Chapter 3 Data and analysis

3.1 Genomic data

By definition genomes are large. The human genome is 3.2 billion base pairs. Plants can be even larger. If you were to go through and compare two plant genomes by hand to discover the differences between them it would take a while. To add to this complexity, genomes don’t come off the sequencer as a 3.2 billion base pair sequence, but as millions of small fragments or thousands of large ones (depending on the technology). Think of this sequencing method as tossing a book (your genome) into a paper shredder. That means first you have to compare each fragment to a “reference genome” (like the real book) and then figure out where your genome differs from the reference. This is definitely a process you don’t want to do by hand!

A computer (at least a big one with lots of computing power) can help us out by automating all these comparisons. That means that before we can identify how the sequence of two plants differ we need to build some skills to communicate with the server that we are using to work with our data.

3.2 Phylogenies

Once we are able to work with out data using computational tools we can begin to focus on the data that we have and what our results can tell us.
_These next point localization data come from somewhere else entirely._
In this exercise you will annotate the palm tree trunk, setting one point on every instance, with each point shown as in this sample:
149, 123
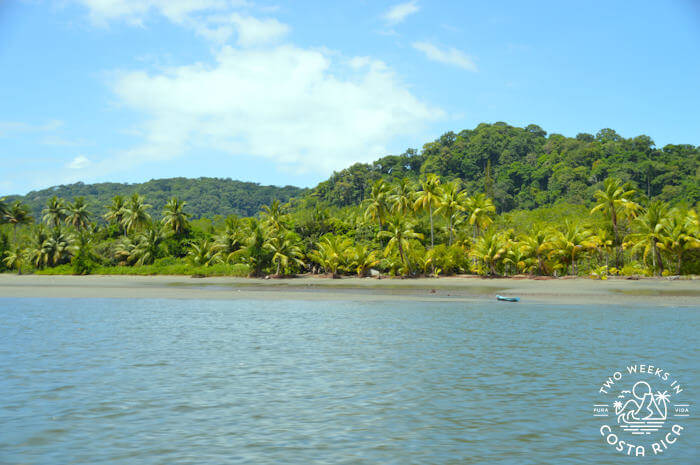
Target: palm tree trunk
657, 257
430, 211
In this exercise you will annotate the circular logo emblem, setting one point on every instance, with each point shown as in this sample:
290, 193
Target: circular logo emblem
641, 410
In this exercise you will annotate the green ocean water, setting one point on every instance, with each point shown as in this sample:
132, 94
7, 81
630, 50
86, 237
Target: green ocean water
187, 382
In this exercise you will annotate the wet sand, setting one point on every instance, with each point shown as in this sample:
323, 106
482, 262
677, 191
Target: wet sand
642, 292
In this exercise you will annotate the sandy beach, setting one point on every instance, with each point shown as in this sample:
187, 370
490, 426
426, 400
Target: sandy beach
645, 292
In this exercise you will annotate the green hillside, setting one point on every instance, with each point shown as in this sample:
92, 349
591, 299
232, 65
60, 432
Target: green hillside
205, 197
524, 168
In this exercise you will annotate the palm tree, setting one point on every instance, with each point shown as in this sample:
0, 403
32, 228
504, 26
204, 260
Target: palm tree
175, 218
3, 210
603, 242
378, 202
135, 215
489, 249
331, 253
77, 213
124, 251
401, 199
284, 252
149, 245
56, 249
83, 256
35, 252
15, 259
479, 210
650, 232
399, 232
363, 258
255, 253
571, 242
229, 241
17, 214
273, 217
615, 202
677, 238
537, 245
55, 212
428, 198
451, 205
203, 253
115, 211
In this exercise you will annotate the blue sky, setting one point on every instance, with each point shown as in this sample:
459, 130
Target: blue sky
286, 92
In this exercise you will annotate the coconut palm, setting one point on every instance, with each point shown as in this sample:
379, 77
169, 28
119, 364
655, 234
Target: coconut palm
254, 253
399, 232
570, 243
677, 239
488, 251
14, 258
229, 240
451, 205
428, 198
149, 245
3, 210
115, 211
83, 256
175, 218
77, 214
56, 249
616, 202
363, 258
55, 212
603, 242
480, 209
17, 214
536, 245
649, 233
377, 205
284, 252
124, 251
331, 253
401, 199
203, 253
135, 214
273, 217
515, 256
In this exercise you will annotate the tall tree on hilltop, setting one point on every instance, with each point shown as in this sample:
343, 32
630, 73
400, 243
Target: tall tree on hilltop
615, 202
428, 198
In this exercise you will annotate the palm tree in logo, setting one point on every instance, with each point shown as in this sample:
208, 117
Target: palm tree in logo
618, 410
662, 398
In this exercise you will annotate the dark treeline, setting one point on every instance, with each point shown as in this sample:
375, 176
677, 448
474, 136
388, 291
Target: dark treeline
206, 197
523, 168
494, 201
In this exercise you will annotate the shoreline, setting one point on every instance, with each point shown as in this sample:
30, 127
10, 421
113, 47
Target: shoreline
565, 291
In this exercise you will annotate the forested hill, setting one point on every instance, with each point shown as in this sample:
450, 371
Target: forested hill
524, 168
205, 197
520, 168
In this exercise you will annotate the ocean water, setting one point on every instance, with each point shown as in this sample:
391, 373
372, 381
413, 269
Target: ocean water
188, 382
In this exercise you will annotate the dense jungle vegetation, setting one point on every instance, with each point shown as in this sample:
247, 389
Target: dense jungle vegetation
496, 200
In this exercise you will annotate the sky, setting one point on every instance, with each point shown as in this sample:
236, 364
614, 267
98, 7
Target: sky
286, 92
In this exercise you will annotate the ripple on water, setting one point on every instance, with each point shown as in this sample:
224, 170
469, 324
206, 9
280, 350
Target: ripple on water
158, 381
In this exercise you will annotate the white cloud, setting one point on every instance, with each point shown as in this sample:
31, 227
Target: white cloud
304, 110
8, 128
450, 56
250, 31
79, 162
136, 11
398, 13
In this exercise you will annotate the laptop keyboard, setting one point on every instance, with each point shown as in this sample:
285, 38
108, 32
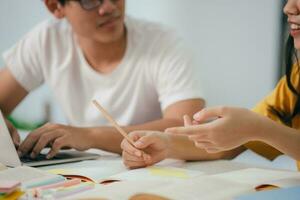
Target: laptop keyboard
39, 157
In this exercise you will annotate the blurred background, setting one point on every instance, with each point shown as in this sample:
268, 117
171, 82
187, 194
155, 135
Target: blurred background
237, 45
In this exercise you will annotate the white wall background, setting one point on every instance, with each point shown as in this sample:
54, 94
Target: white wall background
236, 43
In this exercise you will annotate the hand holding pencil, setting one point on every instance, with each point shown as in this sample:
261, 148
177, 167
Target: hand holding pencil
140, 148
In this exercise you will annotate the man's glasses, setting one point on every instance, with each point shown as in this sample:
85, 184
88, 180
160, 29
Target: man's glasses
92, 4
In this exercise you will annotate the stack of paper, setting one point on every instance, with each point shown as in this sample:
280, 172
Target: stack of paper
29, 177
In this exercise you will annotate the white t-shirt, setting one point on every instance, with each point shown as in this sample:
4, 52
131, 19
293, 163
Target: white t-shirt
155, 72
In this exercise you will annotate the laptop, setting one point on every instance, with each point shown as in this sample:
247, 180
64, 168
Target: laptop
10, 158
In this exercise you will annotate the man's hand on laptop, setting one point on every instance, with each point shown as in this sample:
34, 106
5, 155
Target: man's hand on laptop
57, 137
14, 133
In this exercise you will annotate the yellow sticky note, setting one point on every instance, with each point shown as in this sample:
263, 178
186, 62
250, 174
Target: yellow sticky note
61, 171
15, 195
168, 172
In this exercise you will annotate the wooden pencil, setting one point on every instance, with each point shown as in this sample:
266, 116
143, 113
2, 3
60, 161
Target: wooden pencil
111, 120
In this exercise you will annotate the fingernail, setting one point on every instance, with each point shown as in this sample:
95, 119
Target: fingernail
138, 143
138, 153
191, 137
32, 155
20, 153
168, 130
196, 116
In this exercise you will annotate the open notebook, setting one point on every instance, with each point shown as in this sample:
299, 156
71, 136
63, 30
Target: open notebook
111, 174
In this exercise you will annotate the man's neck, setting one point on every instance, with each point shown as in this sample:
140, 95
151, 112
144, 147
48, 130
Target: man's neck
103, 57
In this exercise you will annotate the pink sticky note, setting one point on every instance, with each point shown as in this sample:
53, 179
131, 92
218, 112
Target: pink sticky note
8, 186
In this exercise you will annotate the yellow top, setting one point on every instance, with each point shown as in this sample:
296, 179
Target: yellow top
283, 99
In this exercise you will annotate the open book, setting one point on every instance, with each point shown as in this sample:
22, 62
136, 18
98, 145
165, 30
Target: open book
29, 177
107, 175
An important finding in phylogenetics is that even lots of genomic data does not provide a definitive answer for evolutionary relationships. Often different analyses produce different phylogenies due to different methods and different assumptions about the data. Different datasets can also result in different trees. In particular, rapid diversification of species, such as we observe in the Andes, makes analyses challenging.
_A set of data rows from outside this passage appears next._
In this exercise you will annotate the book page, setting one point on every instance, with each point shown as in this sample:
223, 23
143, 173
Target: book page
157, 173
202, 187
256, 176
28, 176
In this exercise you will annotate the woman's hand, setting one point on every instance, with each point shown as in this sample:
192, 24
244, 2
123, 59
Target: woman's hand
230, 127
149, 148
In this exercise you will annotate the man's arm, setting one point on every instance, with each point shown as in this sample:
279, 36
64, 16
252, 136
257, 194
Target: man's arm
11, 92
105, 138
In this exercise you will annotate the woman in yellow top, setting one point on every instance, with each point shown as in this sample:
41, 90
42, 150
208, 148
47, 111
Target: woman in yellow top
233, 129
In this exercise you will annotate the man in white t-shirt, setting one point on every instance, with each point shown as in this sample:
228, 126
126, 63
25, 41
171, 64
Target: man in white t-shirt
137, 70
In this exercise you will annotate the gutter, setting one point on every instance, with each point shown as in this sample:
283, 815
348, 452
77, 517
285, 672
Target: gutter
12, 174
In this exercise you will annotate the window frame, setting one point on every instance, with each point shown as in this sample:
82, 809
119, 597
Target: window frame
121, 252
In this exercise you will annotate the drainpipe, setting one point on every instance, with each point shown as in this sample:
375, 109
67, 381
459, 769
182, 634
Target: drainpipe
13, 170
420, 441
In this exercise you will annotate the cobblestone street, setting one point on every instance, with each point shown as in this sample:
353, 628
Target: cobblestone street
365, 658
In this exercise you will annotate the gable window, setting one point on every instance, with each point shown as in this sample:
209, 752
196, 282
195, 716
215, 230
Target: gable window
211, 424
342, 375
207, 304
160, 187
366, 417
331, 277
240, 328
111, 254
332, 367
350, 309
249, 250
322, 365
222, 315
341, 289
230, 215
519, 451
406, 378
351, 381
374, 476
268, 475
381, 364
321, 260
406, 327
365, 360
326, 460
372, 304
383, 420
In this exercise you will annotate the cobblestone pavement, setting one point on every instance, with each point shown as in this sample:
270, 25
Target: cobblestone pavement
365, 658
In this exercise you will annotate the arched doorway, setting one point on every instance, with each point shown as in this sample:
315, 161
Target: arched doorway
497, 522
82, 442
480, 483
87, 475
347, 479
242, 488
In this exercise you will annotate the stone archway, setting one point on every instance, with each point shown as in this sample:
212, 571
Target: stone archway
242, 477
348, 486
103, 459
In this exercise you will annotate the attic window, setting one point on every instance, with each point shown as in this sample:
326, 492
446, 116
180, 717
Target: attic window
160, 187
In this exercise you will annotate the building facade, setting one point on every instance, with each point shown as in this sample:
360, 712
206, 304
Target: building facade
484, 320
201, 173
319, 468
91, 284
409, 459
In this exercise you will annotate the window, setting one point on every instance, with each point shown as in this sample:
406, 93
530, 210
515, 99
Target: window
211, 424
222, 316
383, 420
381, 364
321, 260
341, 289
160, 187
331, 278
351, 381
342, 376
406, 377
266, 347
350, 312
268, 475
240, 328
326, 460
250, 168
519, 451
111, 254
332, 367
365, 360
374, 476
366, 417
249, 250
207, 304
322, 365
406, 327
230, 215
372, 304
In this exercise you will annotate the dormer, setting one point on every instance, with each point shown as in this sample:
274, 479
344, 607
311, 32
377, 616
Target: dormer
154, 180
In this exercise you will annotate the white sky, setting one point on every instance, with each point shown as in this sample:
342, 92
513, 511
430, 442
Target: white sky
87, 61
Once we have established a phylogeny that we feel comfortable with, we might like to identify when species diverged. Divergence dates can be estimated on trees with calibrations. This can be challenging in cases where few fossils are available, and especially when the exact date for that fossil is unknown.

3.3 Comparative analyses

Finally, our larger goal in evolutionary biology is to understand not only when species diverged but how traits evolve and how species evolve relative to a landscape and environment. We will strive to understand models of character evolution and apply simple phylogenetic comparative models to existing datasets.